The Giants just faced the toughest defense they will face this year.
Banks stated, in his weekly spot on WFAN, “it was one of the best defensive games I’ve been around, especially late in the game when no one wanted to concede anything.” Eli was battered around more times since probably his rookie season as he was sacked 6 times and hit 20 times out of his 58 drop backs. What is remarkable with his performance was how he kept his composure throughout the 2nd half. Banks “talked about teams that can impact the play of a quarterback. If you can impact the decision making and the process of a quarterback you’ve got a pretty good chance in this league.” We’ve seen numerous quarterbacks including Brady and Rodgers who become very average with pressure applied consistently.

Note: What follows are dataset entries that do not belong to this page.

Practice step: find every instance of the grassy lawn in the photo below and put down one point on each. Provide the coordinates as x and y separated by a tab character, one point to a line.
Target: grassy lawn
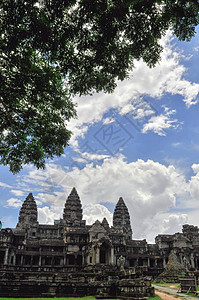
154	298
83	298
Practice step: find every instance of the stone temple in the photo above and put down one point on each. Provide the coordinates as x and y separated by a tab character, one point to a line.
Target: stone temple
71	258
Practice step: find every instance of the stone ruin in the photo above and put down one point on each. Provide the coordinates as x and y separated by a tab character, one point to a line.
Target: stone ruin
71	258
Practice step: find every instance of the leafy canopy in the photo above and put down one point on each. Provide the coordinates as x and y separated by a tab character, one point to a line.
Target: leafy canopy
51	50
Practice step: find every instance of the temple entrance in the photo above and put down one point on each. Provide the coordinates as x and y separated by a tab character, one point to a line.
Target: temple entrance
105	253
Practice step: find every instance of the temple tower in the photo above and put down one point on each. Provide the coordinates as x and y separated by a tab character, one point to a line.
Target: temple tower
73	210
121	218
28	213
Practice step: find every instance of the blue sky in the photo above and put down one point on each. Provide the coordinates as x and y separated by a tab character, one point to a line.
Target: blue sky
140	143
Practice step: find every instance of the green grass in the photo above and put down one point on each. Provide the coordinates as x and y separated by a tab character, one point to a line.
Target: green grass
154	298
83	298
70	298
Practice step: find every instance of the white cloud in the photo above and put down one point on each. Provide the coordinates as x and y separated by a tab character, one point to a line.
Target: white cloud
166	77
158	124
13	202
108	121
93	156
5	185
47	216
17	192
148	188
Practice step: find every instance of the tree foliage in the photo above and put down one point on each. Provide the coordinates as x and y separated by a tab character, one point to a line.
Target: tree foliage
51	50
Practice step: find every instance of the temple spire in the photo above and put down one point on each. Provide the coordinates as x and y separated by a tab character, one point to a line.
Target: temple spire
72	214
28	213
121	218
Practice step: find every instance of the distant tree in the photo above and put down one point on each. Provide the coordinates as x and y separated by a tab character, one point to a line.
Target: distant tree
51	50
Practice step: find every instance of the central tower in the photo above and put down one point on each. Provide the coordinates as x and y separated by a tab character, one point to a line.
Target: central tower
73	210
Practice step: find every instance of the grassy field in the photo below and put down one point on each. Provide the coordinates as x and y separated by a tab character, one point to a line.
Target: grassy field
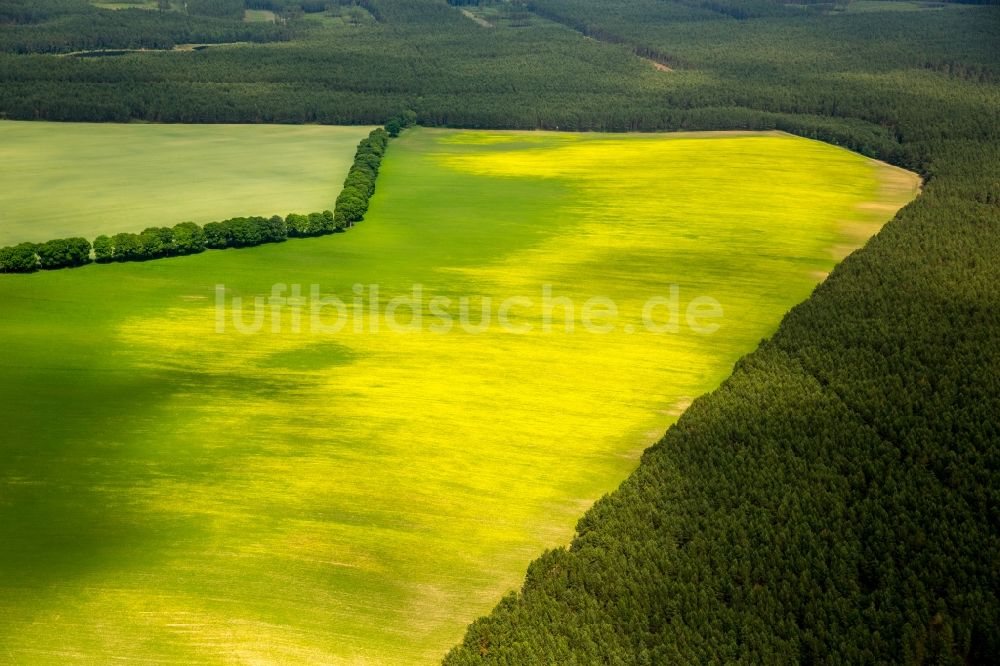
63	179
176	491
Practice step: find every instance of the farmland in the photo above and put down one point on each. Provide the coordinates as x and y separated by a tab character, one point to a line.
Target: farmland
176	489
68	179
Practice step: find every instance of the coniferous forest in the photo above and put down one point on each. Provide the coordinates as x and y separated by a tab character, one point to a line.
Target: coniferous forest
837	499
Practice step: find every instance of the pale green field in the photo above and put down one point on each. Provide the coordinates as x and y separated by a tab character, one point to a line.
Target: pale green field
71	179
174	494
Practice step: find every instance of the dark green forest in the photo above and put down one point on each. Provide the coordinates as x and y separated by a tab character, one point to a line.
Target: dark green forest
837	500
236	232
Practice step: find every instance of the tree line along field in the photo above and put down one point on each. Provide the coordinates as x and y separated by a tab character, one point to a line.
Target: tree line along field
66	179
306	498
881	384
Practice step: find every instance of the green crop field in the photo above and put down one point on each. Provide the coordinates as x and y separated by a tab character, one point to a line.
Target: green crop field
178	487
71	179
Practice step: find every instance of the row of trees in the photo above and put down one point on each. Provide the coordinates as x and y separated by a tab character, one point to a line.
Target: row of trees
190	238
352	204
56	253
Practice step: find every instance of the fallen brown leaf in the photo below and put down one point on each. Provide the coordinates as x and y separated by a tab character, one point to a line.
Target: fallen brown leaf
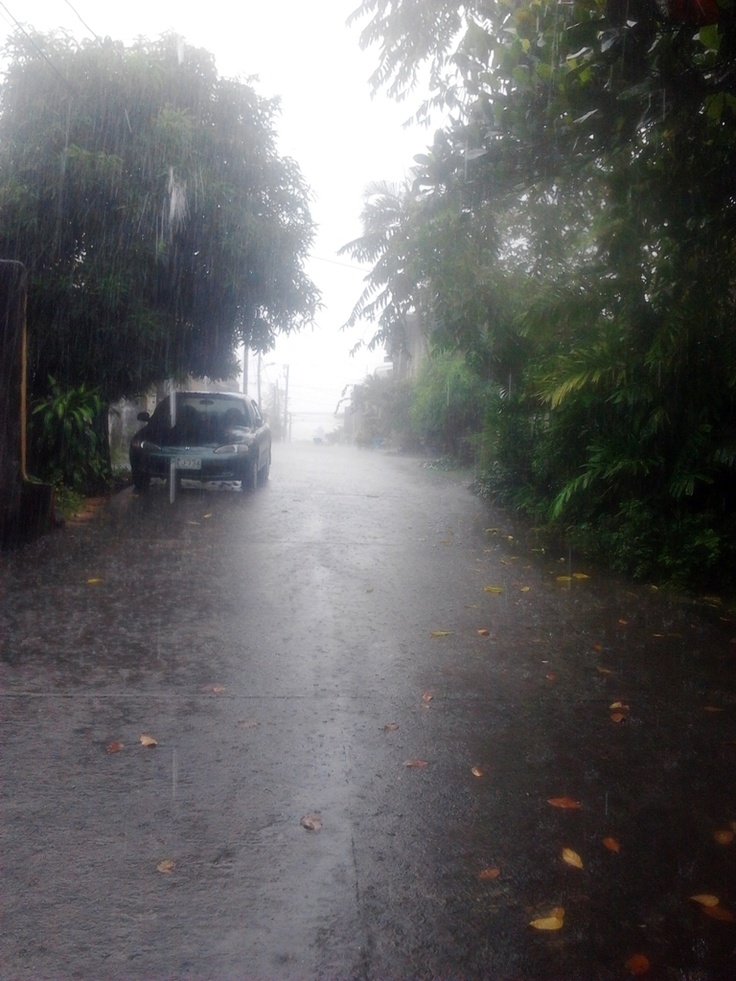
566	803
724	836
572	858
638	964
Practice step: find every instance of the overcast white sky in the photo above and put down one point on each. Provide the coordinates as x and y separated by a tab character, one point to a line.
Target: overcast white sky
341	138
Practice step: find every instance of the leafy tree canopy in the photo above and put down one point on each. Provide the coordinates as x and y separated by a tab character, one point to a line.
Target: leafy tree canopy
145	195
572	228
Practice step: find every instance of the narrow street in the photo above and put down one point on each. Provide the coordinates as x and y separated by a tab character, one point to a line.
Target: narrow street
364	644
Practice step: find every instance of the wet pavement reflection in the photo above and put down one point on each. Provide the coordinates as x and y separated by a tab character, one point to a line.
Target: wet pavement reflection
291	651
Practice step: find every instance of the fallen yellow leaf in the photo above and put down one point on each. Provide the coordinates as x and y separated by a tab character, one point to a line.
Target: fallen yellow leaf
566	803
555	921
706	899
572	858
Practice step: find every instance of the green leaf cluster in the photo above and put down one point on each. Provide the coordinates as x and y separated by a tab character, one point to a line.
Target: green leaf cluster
145	195
570	232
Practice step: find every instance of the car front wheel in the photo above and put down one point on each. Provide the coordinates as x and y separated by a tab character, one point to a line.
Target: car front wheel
141	482
250	481
265	470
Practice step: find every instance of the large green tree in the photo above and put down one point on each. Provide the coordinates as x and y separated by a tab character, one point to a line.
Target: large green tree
601	137
145	195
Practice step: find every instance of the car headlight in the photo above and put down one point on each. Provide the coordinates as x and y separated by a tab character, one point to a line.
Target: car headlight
240	448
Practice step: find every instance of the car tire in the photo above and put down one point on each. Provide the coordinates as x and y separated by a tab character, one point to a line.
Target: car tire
264	472
250	482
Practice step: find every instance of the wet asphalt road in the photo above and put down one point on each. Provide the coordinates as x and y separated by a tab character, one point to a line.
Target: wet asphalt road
279	647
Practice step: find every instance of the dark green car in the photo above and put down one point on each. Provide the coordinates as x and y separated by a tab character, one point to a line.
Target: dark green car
202	436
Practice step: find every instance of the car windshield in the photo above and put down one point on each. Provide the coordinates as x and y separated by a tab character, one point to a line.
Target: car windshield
200	418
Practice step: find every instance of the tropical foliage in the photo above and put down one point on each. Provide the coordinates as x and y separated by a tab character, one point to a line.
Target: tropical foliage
158	223
571	231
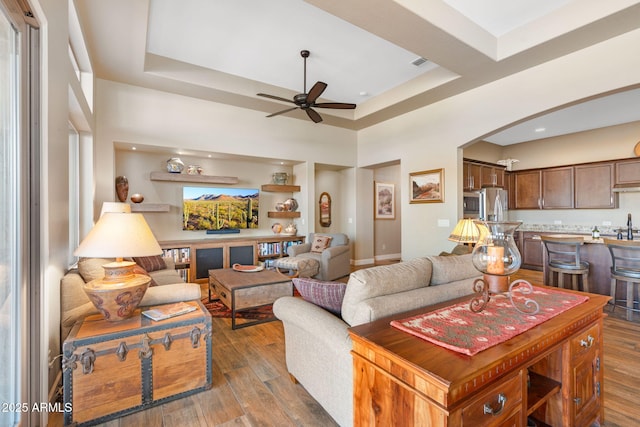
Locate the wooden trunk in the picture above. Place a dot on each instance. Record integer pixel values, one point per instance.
(111, 369)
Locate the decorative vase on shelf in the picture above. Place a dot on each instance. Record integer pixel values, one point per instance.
(194, 170)
(290, 230)
(175, 165)
(290, 205)
(280, 178)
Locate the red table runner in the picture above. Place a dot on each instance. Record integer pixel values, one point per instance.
(458, 328)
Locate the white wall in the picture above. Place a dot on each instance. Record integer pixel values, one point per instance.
(130, 114)
(614, 142)
(387, 232)
(429, 138)
(60, 94)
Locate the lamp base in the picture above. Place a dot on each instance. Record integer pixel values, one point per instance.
(119, 292)
(499, 286)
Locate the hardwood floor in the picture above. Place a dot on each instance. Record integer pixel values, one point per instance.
(251, 385)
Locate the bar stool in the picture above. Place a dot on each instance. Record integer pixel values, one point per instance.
(625, 266)
(563, 257)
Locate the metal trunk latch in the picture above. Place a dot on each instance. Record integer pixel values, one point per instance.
(195, 337)
(122, 351)
(87, 358)
(145, 350)
(167, 341)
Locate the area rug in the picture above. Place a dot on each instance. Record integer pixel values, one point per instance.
(458, 328)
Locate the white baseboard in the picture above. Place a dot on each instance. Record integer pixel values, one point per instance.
(365, 261)
(388, 257)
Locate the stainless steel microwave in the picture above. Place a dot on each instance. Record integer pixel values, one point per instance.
(471, 205)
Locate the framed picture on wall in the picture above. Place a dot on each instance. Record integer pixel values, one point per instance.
(427, 186)
(385, 201)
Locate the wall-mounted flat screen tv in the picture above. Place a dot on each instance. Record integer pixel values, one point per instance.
(219, 208)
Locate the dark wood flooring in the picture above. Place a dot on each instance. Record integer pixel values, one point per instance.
(251, 386)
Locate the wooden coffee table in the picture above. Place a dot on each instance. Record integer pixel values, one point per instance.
(241, 291)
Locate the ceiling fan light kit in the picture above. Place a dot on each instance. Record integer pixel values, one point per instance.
(306, 101)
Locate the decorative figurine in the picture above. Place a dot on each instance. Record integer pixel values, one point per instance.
(122, 188)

We will not delve into play calling that could have defused the magnitude and quantity of those hits.
Glenn pointed out in his recap yesterday how the Giants beat the 49ers at their game by limiting mistakes, avoiding turnovers and special teams play (we will address the special team plays below). Banks made a statement that many of us wondered- why the 49ers “didn’t commit to the run” in the late stages of the game. Banks added, “the Giants went with a lot of different looks on them. They had what appeared to be single high safety but they also had a secondary guy that was also a top off guy who was an intermediate router type of guy. I just don’t think they were in the right defense to run the football (against). Sometime you can run on certain defensive looks but the Giants were jerking them around a bit. (Just wish NFL Game Rewind had coaches’ tape to get a better read on the secondary coverage deep and safety positioning to confirm this.) A major kudos thrown to Perry Fewell for confusing Smith, but apparently also forcing the 49ers away from their run game, which the Giants had difficulty containing at certain points in the game.
Banks concludes with some insight into their Super Bowl matchup. Banks states, “the one thing you have to worry about with the Patriots is that they’relike chameleons. They’re never the same team one week to the next. They do what’s necessary to adapt from a game-by-game basis. They’re not afforded the luxury of being good at one thing all the time. That’s where Bill (Belichick) has always excelled- the ability to make adjustments.” This is a quality that many on this blog envy and discuss almost religiously. Either way, after two very difficult tests and playing arguably the best offense and best defense respectively, there is a lot to like about the Giants chances versus the chameleons.
Finally, last week we wrote about the challenge the 49ers special teams would pose for the Giants. The 49ers relied on their league leading special teams unitto control field position. In this past game the Gmen had an average starting field position at their own 34-yard line (take away the fumble recoveries and they had average field position of 23). The 49ers allowed an average starting field position at their opponent’s 24-yard line over the course of the season. Likewise, the 49ers average starting field position was their own 29 versus their season average at their own 33.
Very acute observation by Vblasi67 yesterday:
I noticed on the last two punts he fielded that Aaron Ross went down quickly and carefully at the first sign of defensive presence. Obviously he decided to, or was coached to, protect the ball at all costs. Kyle Williams, on the other hand, appeared to be trying to make a play in overtime, which led to the game-winning strip. Can it be — greatest irony of all — that we are going to the Super Bowl because we outcoached the Niners ON SPECIAL TEAMS?
Ross came in as the punt returner with 4 minutes left in the 4thquarter. Kudos to Quinn and Izzo for this adjustment in having Ross field punts in the late stages of a tie game as well as coaching him to avoid the turnover. It was also evident on offense with Beckum and Cruz quickly giving themselves up instead gaining extra yardage to avoid the ball-stripping tacklers of the 49ers.